À l’heure actuelle, le chercheur le plus connu pour souligner l’importance des différences raciales est le psychologue canadien J. Philippe Rushton, auteur de Race, Evolution, and Behavior : A Life History Perspective, qui a été distribué spontanément dans une version abrégée à des dizaines de milliers de spécialistes des sciences sociales, dans une tentative peu subtile d’influencer à la fois ses collègues scientifiques et l’opinion publique. Dans la préface de la version abrégée, Rushton promettait d’expliquer pourquoi les races diffèrent en termes de taux de criminalité, de capacité d’apprentissage et de prévalence du SIDA. Dans le récit qui suit, il affirme que le comportement des Noirs, que ce soit en Afrique ou dans la diaspora, reflète ce qu’il appelle une « loi fondamentale de l’évolution », dans laquelle la stratégie de reproduction est liée au développement intellectuel, de sorte que plus ce dernier est avancé, moins il y a de descendants et plus il faut investir de temps et d’efforts dans le soin de chacun d’eux. Ainsi, déclare-t-il, par rapport aux Caucasiens et aux Asiatiques, les Noirs ont tendance à être plus actifs sexuellement et plus agressifs, tout en étant moins intelligents et moins capables de se contrôler, d’avoir une organisation sociale complexe et une stabilité familiale. Comme Glayde Whitney, Rushton a également été l’un des orateurs favoris des conventions d’organisations dédiées aux politiques qui encoderaient officiellement la suprématie blanche dans la loi.

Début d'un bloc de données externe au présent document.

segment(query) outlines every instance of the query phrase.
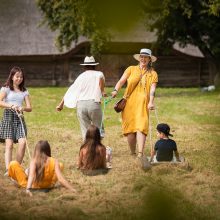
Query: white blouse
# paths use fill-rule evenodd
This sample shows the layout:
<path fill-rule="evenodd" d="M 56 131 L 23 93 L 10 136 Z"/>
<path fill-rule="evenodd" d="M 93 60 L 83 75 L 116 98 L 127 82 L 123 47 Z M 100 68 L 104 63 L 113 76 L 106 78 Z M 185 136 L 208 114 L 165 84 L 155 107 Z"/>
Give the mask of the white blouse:
<path fill-rule="evenodd" d="M 29 92 L 26 90 L 24 92 L 15 92 L 10 90 L 9 87 L 2 87 L 0 92 L 6 93 L 5 102 L 11 105 L 22 106 L 25 96 L 29 95 Z"/>
<path fill-rule="evenodd" d="M 87 70 L 81 73 L 64 95 L 64 105 L 68 108 L 75 108 L 78 101 L 100 102 L 102 93 L 99 81 L 101 78 L 105 79 L 100 71 Z"/>

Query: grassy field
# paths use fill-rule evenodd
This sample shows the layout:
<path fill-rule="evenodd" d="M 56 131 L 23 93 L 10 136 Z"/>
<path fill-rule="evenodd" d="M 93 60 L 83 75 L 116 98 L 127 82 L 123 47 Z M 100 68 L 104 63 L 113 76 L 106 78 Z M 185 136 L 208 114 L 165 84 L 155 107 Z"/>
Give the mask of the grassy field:
<path fill-rule="evenodd" d="M 56 188 L 28 197 L 4 174 L 0 148 L 0 219 L 220 219 L 220 91 L 157 89 L 160 122 L 171 126 L 179 152 L 189 166 L 160 165 L 148 172 L 129 155 L 120 115 L 106 107 L 105 145 L 113 149 L 113 169 L 84 176 L 76 169 L 81 134 L 75 110 L 55 107 L 66 88 L 30 88 L 33 112 L 25 113 L 31 151 L 47 139 L 52 155 L 65 165 L 64 175 L 77 189 Z M 110 92 L 111 89 L 108 89 Z M 2 115 L 2 110 L 0 111 Z M 156 118 L 152 112 L 153 142 Z M 16 147 L 14 152 L 16 152 Z M 149 154 L 149 140 L 146 154 Z M 24 166 L 28 166 L 25 156 Z"/>

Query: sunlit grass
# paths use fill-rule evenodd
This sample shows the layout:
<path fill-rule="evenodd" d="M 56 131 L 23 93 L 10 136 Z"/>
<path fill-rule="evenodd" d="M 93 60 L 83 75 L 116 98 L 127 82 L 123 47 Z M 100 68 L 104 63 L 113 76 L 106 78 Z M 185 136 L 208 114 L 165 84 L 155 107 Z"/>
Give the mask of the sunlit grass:
<path fill-rule="evenodd" d="M 106 106 L 104 118 L 106 137 L 103 143 L 113 149 L 113 169 L 106 175 L 89 177 L 75 168 L 82 143 L 75 109 L 55 111 L 66 89 L 29 88 L 33 111 L 25 113 L 25 119 L 30 150 L 33 151 L 38 140 L 47 139 L 52 155 L 64 163 L 64 175 L 78 192 L 72 195 L 59 188 L 48 194 L 35 194 L 34 198 L 27 197 L 10 180 L 3 178 L 2 145 L 0 217 L 161 219 L 160 207 L 171 202 L 164 206 L 167 210 L 161 211 L 162 216 L 170 213 L 170 219 L 219 219 L 219 90 L 202 93 L 198 88 L 157 89 L 155 103 L 159 121 L 170 125 L 179 152 L 187 159 L 189 167 L 161 165 L 146 173 L 140 169 L 138 160 L 129 155 L 121 133 L 120 114 L 113 110 L 114 103 L 122 97 L 123 91 L 120 91 Z M 108 94 L 111 91 L 112 88 L 107 89 Z M 150 119 L 155 142 L 154 112 Z M 149 150 L 147 139 L 146 154 Z M 24 166 L 28 163 L 25 156 Z M 8 212 L 11 207 L 13 212 Z"/>

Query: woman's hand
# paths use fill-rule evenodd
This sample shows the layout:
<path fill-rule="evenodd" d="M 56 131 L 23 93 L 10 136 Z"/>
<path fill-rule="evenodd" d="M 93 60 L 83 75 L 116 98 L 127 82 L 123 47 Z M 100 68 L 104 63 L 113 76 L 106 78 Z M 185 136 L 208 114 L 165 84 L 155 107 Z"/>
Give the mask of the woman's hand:
<path fill-rule="evenodd" d="M 56 110 L 57 110 L 58 112 L 62 111 L 62 110 L 63 110 L 63 106 L 58 105 L 58 106 L 56 107 Z"/>
<path fill-rule="evenodd" d="M 26 191 L 25 191 L 25 192 L 26 192 L 26 194 L 27 194 L 27 195 L 29 195 L 30 197 L 32 197 L 32 196 L 33 196 L 33 194 L 32 194 L 32 192 L 30 191 L 30 189 L 26 189 Z"/>
<path fill-rule="evenodd" d="M 21 114 L 22 114 L 22 113 L 23 113 L 23 111 L 24 111 L 24 109 L 23 109 L 23 107 L 22 107 L 22 106 L 18 107 L 18 112 L 19 112 L 19 113 L 21 113 Z"/>
<path fill-rule="evenodd" d="M 19 108 L 20 108 L 20 107 L 17 106 L 17 105 L 12 105 L 12 106 L 11 106 L 11 109 L 14 110 L 14 111 L 16 111 L 16 112 L 20 112 L 20 111 L 19 111 Z"/>
<path fill-rule="evenodd" d="M 62 111 L 64 105 L 64 98 L 61 100 L 60 104 L 56 107 L 58 112 Z"/>
<path fill-rule="evenodd" d="M 116 90 L 114 90 L 111 94 L 112 94 L 112 98 L 115 98 L 117 96 L 118 92 Z"/>
<path fill-rule="evenodd" d="M 105 92 L 103 92 L 102 97 L 108 97 L 108 95 Z"/>
<path fill-rule="evenodd" d="M 154 110 L 154 109 L 155 109 L 154 103 L 149 102 L 147 108 L 148 108 L 149 110 Z"/>

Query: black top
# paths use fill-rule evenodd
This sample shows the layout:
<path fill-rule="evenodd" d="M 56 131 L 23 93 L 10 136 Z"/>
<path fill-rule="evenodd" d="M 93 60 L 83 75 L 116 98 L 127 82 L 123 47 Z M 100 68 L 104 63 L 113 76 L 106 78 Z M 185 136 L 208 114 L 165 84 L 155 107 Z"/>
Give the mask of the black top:
<path fill-rule="evenodd" d="M 177 151 L 176 142 L 172 139 L 160 139 L 156 142 L 154 150 L 157 152 L 157 161 L 171 161 L 173 151 Z"/>

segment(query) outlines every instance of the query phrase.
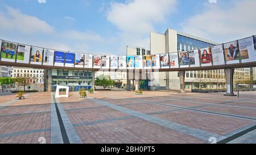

Au lendemain de la Seconde Guerre mondiale, deux conférences de scientifiques de renommée internationale, organisées par l’Organisation des Nations unies pour l’éducation, la science et la culture (UNESCO), ont publié des déclarations sur la race. Bien qu’il y ait eu de légères différences dans leurs observations sur la possibilité de différences innées, les deux groupes ont convenu que l’égalité en tant que principe éthique concernant les droits dont doivent jouir tous les membres d’une société ne repose sur aucune conclusion scientifique concernant les caractéristiques raciales. Cette position devrait encore guider notre réflexion sur la race et la science. Bien que les courants de pensée évoqués dans cet article ne bénéficient pas d’un large soutien parmi les scientifiques contemporains, la question de savoir s’il s’agit de questions appropriées à la recherche scientifique n’est pas pertinente. De telles affirmations, qu’elles soient scientifiquement fausses ou valides, ne devraient pas avoir d’incidence sur les droits inscrits dans la Déclaration universelle des droits de l’homme des Nations unies.